Menzerath’s law (also known as Menzerath-Altmann law) in linguistics describes the relationship between the size of a linguistic construct (e.g. a word) and its constituents (e.g. syllables), which are expected follow the relationship:
\[ y = a \cdot x^b \cdot e^{-cx} \] where a
, b
and c
are parameters of the law, x
is the size of the construct measured in units of its constituents and y
is the average size of constituents measured in units of a subconsistuent. Menzerath’s law can apply to complex systems with multiple levels and has been found in other systems outside linguistics.
Menzerath’s law has been found in a number of different biological sequences and organizational levels including:
To facilitate the exploration of Menzerath’s law we can use the menzerath R package. Lets consider the case of the transcript-exon level as an example. We use biomaRt package to give us access to the the biological data.
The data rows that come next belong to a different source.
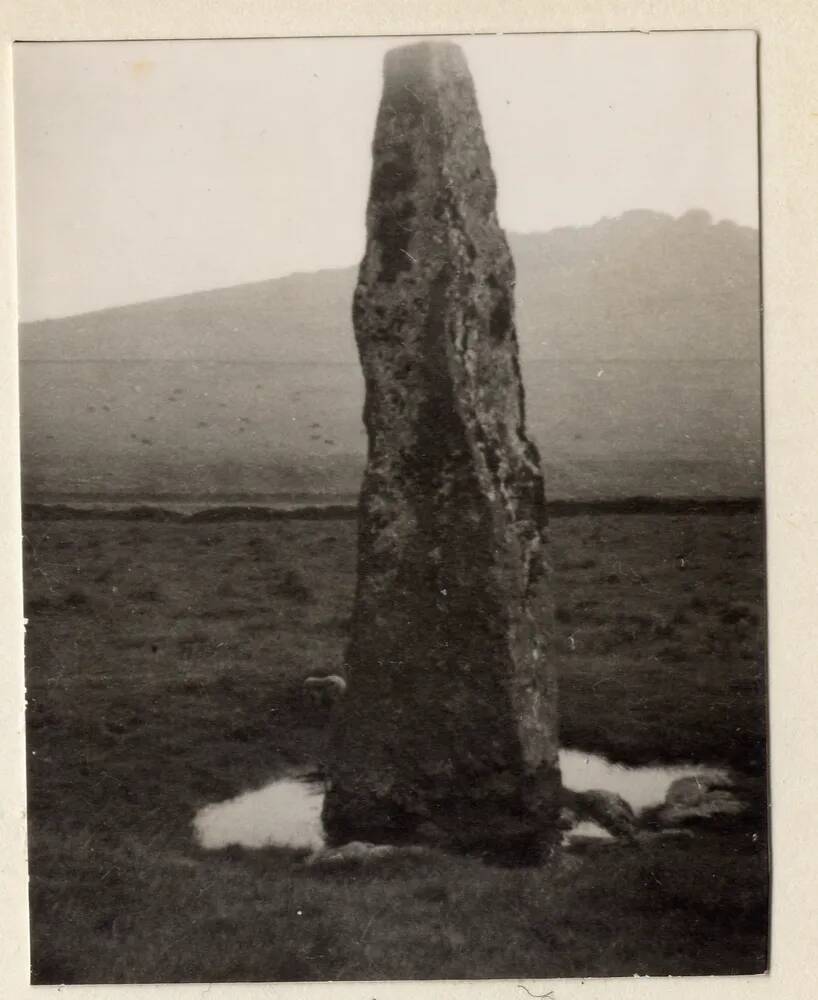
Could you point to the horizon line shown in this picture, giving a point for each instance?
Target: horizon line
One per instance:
(712, 221)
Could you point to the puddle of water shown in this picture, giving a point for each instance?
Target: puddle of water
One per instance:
(640, 787)
(287, 812)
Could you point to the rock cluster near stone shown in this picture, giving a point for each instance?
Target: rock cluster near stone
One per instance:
(448, 731)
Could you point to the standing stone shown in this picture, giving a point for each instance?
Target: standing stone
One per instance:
(448, 730)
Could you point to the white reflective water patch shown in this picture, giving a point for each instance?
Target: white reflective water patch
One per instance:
(285, 813)
(640, 787)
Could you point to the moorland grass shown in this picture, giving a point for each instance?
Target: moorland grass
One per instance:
(164, 670)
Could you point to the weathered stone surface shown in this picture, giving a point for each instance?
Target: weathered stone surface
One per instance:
(700, 798)
(449, 721)
(607, 809)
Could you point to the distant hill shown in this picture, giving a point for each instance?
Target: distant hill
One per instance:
(640, 346)
(643, 286)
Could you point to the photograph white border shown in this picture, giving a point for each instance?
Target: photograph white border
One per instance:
(788, 34)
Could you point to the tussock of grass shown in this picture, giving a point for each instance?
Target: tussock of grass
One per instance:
(136, 721)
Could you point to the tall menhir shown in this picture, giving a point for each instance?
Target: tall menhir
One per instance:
(449, 730)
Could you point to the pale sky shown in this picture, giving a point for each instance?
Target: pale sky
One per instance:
(148, 169)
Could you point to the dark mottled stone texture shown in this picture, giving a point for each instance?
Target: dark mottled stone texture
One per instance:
(448, 731)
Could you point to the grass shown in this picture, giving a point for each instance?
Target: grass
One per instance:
(164, 670)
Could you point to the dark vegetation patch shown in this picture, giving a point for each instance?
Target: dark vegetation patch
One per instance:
(164, 672)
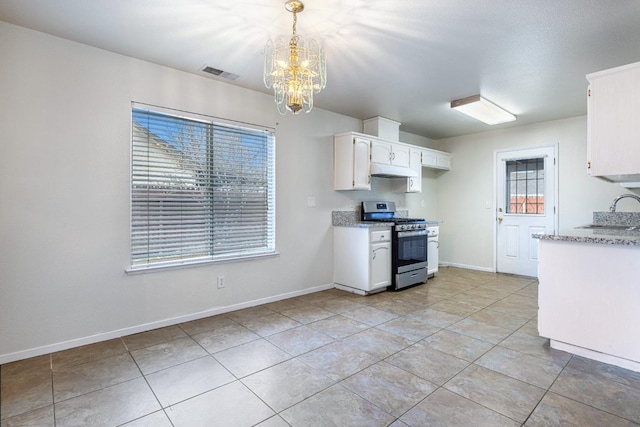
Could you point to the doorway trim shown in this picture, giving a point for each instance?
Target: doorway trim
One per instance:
(556, 207)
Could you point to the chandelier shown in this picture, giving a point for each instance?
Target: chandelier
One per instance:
(295, 68)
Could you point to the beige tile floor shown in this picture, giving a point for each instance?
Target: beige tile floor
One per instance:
(461, 350)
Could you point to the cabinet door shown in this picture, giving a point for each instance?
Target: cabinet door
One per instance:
(414, 184)
(400, 155)
(380, 152)
(380, 264)
(361, 169)
(429, 158)
(614, 122)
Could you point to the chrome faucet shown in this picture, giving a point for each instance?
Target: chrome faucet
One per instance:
(612, 208)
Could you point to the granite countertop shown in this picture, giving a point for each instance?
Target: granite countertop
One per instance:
(597, 236)
(602, 235)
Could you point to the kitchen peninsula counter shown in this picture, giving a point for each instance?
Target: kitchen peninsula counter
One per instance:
(589, 293)
(595, 235)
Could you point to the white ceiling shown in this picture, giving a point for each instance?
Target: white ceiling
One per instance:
(404, 60)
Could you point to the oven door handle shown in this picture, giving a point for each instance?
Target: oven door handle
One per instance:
(412, 233)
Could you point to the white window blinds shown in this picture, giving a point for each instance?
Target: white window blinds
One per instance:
(201, 190)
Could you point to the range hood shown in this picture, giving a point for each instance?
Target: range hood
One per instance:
(391, 171)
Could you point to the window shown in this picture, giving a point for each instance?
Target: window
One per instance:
(201, 189)
(525, 186)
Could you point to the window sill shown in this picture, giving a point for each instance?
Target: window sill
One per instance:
(189, 264)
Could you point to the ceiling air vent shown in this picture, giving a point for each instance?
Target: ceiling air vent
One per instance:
(219, 73)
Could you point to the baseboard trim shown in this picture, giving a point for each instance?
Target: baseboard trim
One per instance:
(65, 345)
(468, 267)
(596, 355)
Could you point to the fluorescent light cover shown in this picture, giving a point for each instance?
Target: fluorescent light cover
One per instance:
(483, 110)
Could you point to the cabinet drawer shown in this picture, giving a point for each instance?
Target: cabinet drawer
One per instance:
(381, 236)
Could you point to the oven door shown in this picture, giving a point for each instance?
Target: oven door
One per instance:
(410, 250)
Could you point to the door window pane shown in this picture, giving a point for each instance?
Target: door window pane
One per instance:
(525, 186)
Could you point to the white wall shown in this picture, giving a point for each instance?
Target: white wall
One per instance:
(466, 235)
(65, 113)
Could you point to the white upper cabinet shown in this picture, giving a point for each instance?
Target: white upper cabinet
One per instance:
(436, 159)
(387, 153)
(351, 162)
(613, 129)
(414, 184)
(356, 155)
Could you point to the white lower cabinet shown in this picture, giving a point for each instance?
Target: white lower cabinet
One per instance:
(362, 259)
(433, 249)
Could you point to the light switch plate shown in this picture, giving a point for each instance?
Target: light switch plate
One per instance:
(311, 202)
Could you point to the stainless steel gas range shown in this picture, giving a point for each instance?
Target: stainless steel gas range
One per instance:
(408, 244)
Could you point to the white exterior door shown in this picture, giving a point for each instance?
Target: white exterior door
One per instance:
(526, 200)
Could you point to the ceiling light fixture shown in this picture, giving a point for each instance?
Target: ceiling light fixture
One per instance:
(294, 68)
(483, 110)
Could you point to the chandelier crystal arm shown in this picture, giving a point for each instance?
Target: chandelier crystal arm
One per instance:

The package is part of Bioconductor and provides an interface to BioMart databases such as Ensemble, where we can download structural information for a number of genomes.
First we have to load the packages we are going to use (If any of the packages is missing check the Install Missing Libraries section):
library("tidyverse")
library("menzerath")
library("cowplot")
library("biomaRt")
Once everything is in place we can start by connecting to ensemble, a genome database project of the European Bioinformatics Institute, and list the databases (here are the first 20):
ensembl <- useMart("ensembl")
datasets <- listDatasets(ensembl)
kbl(head(datasets,20))
dataset | description | version |
---|---|---|
abrachyrhynchus_gene_ensembl | Pink-footed goose genes (ASM259213v1) | ASM259213v1 |
acalliptera_gene_ensembl | Eastern happy genes (fAstCal1.2) | fAstCal1.2 |
acarolinensis_gene_ensembl | Anole lizard genes (AnoCar2.0) | AnoCar2.0 |
acchrysaetos_gene_ensembl | Golden eagle genes (bAquChr1.2) | bAquChr1.2 |
acitrinellus_gene_ensembl | Midas cichlid genes (Midas_v5) | Midas_v5 |
amelanoleuca_gene_ensembl | Giant panda genes (ASM200744v2) | ASM200744v2 |
amexicanus_gene_ensembl | Mexican tetra genes (Astyanax_mexicanus-2.0) | Astyanax_mexicanus-2.0 |
anancymaae_gene_ensembl | Ma’s night monkey genes (Anan_2.0) | Anan_2.0 |
aocellaris_gene_ensembl | Clown anemonefish genes (AmpOce1.0) | AmpOce1.0 |
apercula_gene_ensembl | Orange clownfish genes (Nemo_v1) | Nemo_v1 |
aplatyrhynchos_gene_ensembl | Mallard genes (ASM874695v1) | ASM874695v1 |
apolyacanthus_gene_ensembl | Spiny chromis genes (ASM210954v1) | ASM210954v1 |
applatyrhynchos_gene_ensembl | Duck genes (CAU_duck1.0) | CAU_duck1.0 |
atestudineus_gene_ensembl | Climbing perch genes (fAnaTes1.2) | fAnaTes1.2 |
bbbison_gene_ensembl | American bison genes (Bison_UMD1.0) | Bison_UMD1.0 |
bgrunniens_gene_ensembl | Domestic yak genes (LU_Bosgru_v3.0) | LU_Bosgru_v3.0 |
bihybrid_gene_ensembl | Hybrid - Bos Indicus genes (UOA_Brahman_1) | UOA_Brahman_1 |
bmusculus_gene_ensembl | Blue whale genes (mBalMus1.v2) | mBalMus1.v2 |
bmutus_gene_ensembl | Wild yak genes (BosGru_v2.0) | BosGru_v2.0 |
bsplendens_gene_ensembl | Siamese fighting fish genes (fBetSpl5.2) | fBetSpl5.2 |
Lots of interesting species are among the first top 20, difficult to choose which one to focus on. Cows have interesting things to say so lets pick the database of the cow’s genome (btaurus_gene_ensembl
) for the following example.
A transcript is the transcribed part of a gene. By transcribed we mean that the genomic region will be used to produce a functional biomolecule (RNA which can then be used to direct the construction of a protein). A transcript can be composed by one or more exons.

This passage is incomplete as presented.